U.S. Federal Trade Commission Launches Broad Microsoft Investigation bloomberg.com

Leah Nylen, Josh Sisco, and Dina Bass, Bloomberg:

The US Federal Trade Commission has opened an antitrust investigation of Microsoft Corp., drilling into everything from the company’s cloud computing and software licensing businesses to cybersecurity offerings and artificial intelligence products.

Seems like a lot of people who thought Microsoft would escape antitrust investigations in the U.S. might have been a little too eager.

This kind of scrutiny is a good thing, and long overdue. Yet one of the unavoidable problems of reducing the influence of these giant corporations now is the pain it is going to cause — almost by definition. If a corporation is abusing its power and scale to such a degree the FTC initiates an investigation, unwinding that will have — to put it mildly — an effect. We are seeing this in the Google case. This is true for any situation where a business or a group of people with too much influence needs correcting. That does not mean it should not happen.

It is true that Microsoft’s products and services are the backbone of businesses and governments the world over. These are delivered through tight integrations, all of which encourages further fealty to this singular solution. For example, it used its dominant position with Office 365 to distribute Teams for free, thereby making it even harder for other businesses to compete. It then leveraged Outlook and Teams to boost its web browser, after doing the same with Windows. If it charged for Teams out of the gate, this would be having a different discussion.

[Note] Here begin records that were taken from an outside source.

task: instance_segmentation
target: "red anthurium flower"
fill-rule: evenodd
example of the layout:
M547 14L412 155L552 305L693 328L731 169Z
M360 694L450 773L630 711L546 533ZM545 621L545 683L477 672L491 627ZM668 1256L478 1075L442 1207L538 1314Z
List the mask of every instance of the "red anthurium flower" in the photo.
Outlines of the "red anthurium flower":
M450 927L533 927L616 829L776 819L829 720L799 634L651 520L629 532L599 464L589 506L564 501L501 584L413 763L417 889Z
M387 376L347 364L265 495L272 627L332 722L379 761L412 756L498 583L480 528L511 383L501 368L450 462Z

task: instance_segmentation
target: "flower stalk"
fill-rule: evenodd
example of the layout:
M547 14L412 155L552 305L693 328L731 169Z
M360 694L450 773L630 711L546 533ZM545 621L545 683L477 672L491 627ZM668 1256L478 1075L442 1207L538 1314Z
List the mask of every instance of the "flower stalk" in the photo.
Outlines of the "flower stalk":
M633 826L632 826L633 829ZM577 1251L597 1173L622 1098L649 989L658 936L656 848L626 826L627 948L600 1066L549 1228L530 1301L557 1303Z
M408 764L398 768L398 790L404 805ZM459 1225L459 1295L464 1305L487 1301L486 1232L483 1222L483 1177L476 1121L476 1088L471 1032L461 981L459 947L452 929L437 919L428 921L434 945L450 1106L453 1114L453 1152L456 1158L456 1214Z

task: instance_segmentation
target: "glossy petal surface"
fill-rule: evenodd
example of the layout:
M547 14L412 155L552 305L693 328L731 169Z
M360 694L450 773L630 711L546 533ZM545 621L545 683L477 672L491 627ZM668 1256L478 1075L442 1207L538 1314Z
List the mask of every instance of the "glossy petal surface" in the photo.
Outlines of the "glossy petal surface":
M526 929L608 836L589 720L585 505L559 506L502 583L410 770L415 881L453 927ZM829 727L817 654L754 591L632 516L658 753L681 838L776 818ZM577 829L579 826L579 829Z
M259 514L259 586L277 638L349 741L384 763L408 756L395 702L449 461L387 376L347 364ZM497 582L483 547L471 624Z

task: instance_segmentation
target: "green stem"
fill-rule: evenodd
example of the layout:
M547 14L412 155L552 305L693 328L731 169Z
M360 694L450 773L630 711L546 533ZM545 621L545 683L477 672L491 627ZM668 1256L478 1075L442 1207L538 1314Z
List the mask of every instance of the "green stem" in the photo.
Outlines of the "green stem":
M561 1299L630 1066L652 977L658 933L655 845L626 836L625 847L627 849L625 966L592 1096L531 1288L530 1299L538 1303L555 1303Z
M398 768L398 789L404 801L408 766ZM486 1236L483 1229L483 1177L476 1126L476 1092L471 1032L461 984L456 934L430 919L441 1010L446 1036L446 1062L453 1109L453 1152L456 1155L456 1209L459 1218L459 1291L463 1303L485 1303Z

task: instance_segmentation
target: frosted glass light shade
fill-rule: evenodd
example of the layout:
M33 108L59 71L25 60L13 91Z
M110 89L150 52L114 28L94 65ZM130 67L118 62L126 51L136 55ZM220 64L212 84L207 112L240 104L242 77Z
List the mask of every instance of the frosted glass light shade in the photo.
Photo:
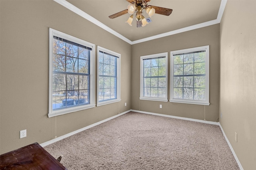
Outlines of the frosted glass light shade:
M155 13L156 12L156 10L154 8L152 8L148 12L148 16L150 17L151 17L152 16L155 14Z
M127 20L127 21L125 22L128 23L129 25L132 26L132 22L133 18L133 15L132 15L131 16L129 17L129 18L128 18L128 20Z
M142 27L144 27L145 26L146 26L148 24L148 22L147 20L146 20L146 18L144 17L143 17L143 19L142 19L142 20L141 20L141 22L142 23Z
M134 11L135 11L136 8L135 6L131 4L128 5L128 6L127 6L128 13L130 14L133 14L134 12Z

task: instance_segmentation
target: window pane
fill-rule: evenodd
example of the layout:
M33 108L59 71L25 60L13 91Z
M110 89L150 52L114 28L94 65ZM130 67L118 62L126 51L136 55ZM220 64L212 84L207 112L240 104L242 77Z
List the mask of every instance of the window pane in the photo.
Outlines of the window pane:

Obviously, the FTC’s concerns with Microsoft’s business practices stretch well beyond bundling Teams. According to this Bloomberg report, the Commission is interested in cloud and identity tying, too. On the one hand, it is enormously useful to businesses to have a suite of products with a single point of management and shared credentials. On the other hand, it is a monolithic system that is a non-starter for potential competitors.

The government is understandably worried about the security and stability risks of global dependence on Microsoft, too, but this is odd:

The CrowdStrike crash that affected millions of devices operating on Microsoft Windows systems earlier this year was itself a testament to the widespread use of the company’s products and how it directly affects the global economy.

This might just be Bloomberg’s contextualizing more than it is relevant to the government’s position. But, still, it seems wrong to me to isolate Windows as the problem instead of Crowdstrike itself, especially with better examples to be found in the SolarWinds breach and its track record with first-party security.